2. Jurassic Park‘s tagline began as an inside joke
The tagline for Jurassic Park, “An Adventure 65 Million Years in the Making” was originally a joke director Steven Spielberg made on set about the fact that the mosquito trapped in amber was genuinely millions of years old before it was even discovered.
3. Dr. Malcolm and Dr. Hammond’s clothes reflect their opposing ideologies
In the book, Ian Malcolm (Jeff Goldblum) tells Ellie Sattler (Laura Dern) that he only wears black and gray so he doesn’t have to think about what to wear everyday, but the filmmakers chose his wardrobe very intentionally. His black and gray clothes reflect his skepticism about genetic engineering, while Dr. Hammond (Richard Attenborough) wears all white to reflect his diametric idealism. Michael Crichton, the book’s author, has said his views about science are embodied in Dr. Malcolm, while director Steven Spielberg sees parallels between himself and Dr. Hammond.
4. The filmmakers predicted a real-life dinosaur species
Spielberg wanted the velociraptors to be about 10 feet tall, much larger than they would have been in reality, so they would appear more menacing onscreen. Just before the release of film, the Utahraptor was discovered, which was a similar height to the raptors in the film. Special effects supervisor Stan Winston joked, “We made it, then they discovered it.”
5. In one scene, the velociraptors were crew members in rubber suits
For all of its groundbreaking computer animated and animatronic puppet effects, some of the scenes were created the good ol’ fashion way: with people in costumes. During the climactic kitchen scene, some of the velociraptors were created by animators wearing rubber dinosaur suits.

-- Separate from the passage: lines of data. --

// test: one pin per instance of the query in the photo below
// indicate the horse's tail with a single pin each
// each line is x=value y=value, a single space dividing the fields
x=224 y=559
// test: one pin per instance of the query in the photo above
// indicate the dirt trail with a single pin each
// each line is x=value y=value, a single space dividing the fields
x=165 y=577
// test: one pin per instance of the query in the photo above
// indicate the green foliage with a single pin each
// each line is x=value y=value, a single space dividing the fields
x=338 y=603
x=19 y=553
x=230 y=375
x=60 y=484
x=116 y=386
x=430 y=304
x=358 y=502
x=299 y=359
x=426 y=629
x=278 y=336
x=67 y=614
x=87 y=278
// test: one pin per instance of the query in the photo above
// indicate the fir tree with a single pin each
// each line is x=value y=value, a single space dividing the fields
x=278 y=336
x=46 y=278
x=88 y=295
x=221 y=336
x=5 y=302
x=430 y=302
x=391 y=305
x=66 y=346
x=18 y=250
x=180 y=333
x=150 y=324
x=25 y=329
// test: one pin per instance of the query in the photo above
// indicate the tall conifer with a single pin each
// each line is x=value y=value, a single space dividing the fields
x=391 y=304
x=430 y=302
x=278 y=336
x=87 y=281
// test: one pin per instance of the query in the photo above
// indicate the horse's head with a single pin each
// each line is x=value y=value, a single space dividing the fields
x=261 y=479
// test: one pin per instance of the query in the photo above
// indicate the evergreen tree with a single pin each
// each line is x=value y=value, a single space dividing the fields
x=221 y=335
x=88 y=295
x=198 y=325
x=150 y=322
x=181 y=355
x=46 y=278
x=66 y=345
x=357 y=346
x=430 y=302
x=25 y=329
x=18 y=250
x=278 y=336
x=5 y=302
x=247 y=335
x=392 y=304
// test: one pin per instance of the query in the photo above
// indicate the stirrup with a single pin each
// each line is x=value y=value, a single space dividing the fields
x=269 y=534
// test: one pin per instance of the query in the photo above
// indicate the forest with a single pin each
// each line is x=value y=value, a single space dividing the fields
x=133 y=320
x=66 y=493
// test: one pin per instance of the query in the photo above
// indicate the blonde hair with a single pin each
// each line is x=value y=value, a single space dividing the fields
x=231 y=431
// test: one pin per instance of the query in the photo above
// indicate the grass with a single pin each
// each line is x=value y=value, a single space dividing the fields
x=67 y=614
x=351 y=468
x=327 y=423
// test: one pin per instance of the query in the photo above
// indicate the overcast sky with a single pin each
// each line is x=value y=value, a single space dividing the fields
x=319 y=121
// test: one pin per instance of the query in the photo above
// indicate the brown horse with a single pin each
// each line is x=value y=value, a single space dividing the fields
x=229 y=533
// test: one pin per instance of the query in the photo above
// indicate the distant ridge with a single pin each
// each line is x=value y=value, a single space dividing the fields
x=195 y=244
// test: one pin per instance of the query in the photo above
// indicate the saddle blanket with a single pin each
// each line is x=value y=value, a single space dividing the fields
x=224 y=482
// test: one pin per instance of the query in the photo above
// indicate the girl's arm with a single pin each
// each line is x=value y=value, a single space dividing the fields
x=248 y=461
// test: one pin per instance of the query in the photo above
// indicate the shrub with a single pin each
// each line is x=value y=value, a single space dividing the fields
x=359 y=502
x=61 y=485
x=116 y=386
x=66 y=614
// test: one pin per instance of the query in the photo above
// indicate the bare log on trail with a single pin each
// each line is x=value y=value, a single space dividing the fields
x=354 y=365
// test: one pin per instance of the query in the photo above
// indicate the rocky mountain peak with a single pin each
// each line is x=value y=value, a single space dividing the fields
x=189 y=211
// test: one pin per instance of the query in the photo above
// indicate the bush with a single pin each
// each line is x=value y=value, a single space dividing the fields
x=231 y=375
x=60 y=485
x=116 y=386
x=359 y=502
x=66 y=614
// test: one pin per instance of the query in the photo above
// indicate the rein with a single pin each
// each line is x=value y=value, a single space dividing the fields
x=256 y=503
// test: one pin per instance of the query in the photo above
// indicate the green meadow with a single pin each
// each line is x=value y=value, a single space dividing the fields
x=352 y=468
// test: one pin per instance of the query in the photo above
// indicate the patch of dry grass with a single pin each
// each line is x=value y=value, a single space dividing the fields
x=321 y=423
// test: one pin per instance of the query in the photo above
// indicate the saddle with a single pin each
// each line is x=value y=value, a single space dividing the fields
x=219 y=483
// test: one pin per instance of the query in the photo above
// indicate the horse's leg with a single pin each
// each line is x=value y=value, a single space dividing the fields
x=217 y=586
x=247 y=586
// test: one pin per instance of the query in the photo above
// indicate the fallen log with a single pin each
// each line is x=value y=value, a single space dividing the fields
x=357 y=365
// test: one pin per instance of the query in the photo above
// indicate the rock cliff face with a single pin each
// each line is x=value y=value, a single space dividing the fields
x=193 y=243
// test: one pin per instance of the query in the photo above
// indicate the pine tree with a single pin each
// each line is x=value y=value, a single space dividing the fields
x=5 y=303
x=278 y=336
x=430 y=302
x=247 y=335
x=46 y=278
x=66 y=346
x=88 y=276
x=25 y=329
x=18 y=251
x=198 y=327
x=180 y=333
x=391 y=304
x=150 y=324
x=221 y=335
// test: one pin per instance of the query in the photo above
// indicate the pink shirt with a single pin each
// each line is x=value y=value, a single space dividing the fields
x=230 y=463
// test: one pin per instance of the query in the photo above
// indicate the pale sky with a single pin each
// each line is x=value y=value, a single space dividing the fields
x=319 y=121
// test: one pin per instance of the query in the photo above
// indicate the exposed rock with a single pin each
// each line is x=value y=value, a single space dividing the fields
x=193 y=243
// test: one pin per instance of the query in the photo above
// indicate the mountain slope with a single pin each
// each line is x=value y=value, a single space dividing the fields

6. A rivalry battle between puppet- and computer-effects inspired a line in the film
When visual effects supervisor Dennis Muren showed Steven Spielberg the screen tests of the computer animated dinosaurs, Spielberg was blown away by the rendering. He turned to animatronic supervisor, Phil Tippett, who looked at the computer visuals and said, “I think we’re extinct.” Spielberg liked the line and had Dr. Malcolm say it to Dr. Grant.